27 Haziran 2008 Cuma

Küresel İstilânın Yeni Ortakları

Son Avrupa Futbol Şampiyonası sporun değişik boyutlarını ortaya çıkarıverdi. Sportif temasın sosyal boyutlarının ne kadar geniş olduğu anlaşıldı. Özellikle Avrupa’da Türk vatandaşlarının kimlik kaybının önlenmesinde, yabancılara karşı yönelen ırkçı saldırılara, İslam ve Türk düşmanlığına karşı adeta milli takımımızın yaptığı maçlar bir panzehir oldu. Bazıları Türkiyelilikten Türk olmaya yöneldiler. İnşallah bu mevsimlik değildir. Toplumumuz geçici de olsa kendine geliverdi. Bu gelişmelerden, kimlik kaybını önlemediği için ve yükselen milliyetçiliğe sebep olduğundan dolayı bazı sivri akıllılar, dışarının işbirlikçileri hoşlanmayabilirler.
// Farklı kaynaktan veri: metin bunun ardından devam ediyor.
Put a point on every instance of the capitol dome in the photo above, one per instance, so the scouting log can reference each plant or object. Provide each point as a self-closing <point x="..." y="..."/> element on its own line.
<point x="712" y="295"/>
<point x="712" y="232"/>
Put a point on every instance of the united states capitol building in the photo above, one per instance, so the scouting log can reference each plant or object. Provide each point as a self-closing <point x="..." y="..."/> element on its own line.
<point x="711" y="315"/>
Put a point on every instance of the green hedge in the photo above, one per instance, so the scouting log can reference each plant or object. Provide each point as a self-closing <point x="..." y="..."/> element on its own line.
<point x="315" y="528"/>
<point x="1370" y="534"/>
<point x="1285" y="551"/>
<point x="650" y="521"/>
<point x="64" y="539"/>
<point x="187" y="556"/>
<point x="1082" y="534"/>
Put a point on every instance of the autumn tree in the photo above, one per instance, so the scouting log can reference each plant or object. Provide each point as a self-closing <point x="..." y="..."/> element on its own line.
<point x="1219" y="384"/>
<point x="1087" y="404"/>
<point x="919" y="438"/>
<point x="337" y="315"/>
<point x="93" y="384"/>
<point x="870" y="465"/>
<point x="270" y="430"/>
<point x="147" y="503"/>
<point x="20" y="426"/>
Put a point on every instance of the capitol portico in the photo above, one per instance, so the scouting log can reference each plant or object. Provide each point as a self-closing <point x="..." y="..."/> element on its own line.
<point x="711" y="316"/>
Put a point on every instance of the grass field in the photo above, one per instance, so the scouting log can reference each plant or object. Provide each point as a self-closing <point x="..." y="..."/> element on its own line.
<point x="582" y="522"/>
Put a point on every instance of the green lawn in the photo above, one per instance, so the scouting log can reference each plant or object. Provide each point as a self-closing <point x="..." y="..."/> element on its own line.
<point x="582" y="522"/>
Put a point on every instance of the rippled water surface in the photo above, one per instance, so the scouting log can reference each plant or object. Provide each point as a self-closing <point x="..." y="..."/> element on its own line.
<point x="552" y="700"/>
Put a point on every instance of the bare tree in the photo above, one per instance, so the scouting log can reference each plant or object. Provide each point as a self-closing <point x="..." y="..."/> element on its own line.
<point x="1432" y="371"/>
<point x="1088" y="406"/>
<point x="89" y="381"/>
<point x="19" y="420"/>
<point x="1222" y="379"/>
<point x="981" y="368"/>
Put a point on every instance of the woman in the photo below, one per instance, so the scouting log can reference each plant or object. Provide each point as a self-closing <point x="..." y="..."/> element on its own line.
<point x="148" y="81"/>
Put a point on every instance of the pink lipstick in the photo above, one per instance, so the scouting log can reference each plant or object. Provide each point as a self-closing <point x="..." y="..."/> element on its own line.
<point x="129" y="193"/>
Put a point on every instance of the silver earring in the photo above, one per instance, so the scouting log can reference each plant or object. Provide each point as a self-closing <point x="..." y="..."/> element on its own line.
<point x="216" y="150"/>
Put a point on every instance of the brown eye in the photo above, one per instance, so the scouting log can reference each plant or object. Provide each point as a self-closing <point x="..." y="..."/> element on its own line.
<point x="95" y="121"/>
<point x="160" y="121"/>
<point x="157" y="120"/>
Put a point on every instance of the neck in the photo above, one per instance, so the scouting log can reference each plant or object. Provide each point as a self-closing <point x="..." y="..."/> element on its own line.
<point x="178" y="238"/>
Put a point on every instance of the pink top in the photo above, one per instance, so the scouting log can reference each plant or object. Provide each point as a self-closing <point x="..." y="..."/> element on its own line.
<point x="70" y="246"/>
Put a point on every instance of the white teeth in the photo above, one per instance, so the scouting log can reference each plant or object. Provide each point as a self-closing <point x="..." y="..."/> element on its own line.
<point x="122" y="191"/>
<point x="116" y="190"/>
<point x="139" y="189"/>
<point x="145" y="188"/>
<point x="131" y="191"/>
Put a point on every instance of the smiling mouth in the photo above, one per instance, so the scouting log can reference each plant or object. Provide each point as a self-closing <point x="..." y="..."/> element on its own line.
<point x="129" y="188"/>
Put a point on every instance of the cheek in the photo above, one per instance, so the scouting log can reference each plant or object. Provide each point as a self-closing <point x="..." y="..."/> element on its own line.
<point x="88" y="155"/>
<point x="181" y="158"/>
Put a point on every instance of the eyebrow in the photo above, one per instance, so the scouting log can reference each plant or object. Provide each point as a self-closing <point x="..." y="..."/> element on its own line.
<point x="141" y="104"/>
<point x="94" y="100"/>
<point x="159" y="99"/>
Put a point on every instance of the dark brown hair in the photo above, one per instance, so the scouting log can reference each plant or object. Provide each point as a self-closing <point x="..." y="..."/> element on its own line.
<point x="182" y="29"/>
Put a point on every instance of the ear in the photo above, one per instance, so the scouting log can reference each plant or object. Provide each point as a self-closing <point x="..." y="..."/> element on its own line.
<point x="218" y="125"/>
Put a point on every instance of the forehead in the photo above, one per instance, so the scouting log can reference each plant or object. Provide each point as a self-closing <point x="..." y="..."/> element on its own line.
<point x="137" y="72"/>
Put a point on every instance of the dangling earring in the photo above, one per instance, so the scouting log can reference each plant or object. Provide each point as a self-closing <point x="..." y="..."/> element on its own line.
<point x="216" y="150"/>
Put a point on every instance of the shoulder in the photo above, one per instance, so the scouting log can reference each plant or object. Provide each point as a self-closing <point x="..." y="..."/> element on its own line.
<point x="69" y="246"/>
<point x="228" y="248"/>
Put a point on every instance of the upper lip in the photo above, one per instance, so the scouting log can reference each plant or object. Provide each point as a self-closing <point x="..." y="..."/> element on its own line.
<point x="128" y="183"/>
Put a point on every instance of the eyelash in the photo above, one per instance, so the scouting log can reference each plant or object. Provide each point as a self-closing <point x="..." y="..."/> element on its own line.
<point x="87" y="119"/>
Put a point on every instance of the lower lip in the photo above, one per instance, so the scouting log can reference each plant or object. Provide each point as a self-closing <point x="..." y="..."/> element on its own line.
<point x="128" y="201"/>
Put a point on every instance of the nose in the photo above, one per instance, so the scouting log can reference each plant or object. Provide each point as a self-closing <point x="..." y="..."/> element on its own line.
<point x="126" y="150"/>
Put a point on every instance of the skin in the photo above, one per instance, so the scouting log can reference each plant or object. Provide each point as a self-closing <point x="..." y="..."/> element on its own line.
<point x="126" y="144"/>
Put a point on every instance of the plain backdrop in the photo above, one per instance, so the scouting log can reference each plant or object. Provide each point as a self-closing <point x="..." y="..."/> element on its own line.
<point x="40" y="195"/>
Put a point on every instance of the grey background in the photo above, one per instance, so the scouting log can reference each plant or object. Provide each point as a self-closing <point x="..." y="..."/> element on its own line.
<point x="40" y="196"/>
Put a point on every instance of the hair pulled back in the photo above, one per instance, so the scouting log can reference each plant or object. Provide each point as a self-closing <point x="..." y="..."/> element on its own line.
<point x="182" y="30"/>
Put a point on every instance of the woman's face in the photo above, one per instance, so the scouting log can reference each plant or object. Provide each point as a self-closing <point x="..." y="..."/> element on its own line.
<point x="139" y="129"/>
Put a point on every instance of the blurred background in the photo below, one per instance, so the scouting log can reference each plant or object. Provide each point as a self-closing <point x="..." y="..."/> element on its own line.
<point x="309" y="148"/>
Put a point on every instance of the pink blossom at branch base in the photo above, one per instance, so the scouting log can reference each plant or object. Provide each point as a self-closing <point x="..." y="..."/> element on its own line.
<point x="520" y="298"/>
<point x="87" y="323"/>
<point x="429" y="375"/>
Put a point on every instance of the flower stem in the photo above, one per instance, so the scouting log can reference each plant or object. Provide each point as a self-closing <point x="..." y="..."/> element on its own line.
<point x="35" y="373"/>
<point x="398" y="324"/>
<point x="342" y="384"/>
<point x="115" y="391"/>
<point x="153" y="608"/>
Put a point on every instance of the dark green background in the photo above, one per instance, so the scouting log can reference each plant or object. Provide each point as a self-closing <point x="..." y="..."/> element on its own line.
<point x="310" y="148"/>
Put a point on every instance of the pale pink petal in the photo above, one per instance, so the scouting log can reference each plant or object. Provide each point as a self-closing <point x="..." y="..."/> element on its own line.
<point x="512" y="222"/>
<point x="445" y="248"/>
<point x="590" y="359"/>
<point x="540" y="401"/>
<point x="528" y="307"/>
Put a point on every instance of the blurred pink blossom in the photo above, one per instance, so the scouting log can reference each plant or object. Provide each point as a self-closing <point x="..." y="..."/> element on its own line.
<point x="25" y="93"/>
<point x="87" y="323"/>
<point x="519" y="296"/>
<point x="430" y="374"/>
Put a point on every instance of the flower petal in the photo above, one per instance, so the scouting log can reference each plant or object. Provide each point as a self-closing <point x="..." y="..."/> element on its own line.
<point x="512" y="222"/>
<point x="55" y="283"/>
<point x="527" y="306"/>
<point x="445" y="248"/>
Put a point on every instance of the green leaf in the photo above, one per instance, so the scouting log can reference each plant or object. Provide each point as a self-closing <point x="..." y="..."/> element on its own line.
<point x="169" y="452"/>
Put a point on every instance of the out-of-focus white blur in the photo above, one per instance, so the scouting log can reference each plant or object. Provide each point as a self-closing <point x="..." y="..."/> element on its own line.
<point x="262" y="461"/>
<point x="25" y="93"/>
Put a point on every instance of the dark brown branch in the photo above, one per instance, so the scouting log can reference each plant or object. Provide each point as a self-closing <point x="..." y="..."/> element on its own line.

Türk Milli Takımının başarısı; azmin, inancın, başarı yolunda şartlandırmanın ve Batıya duyulan tepkinin bir sonucudur. Bunu sadece şansla açıklayamayız. Gerek Fatih Terim; gerek futbolcularımız neyi niçin başarmanın gerektiğini fark etmişlerdi. Özellikle aşağılayıcı ve gurur kırıcı örneklerle dolu hayali AB üyeliği sürecinde olup-bitenler kollektif hafızadan çıkacak gibi değildir.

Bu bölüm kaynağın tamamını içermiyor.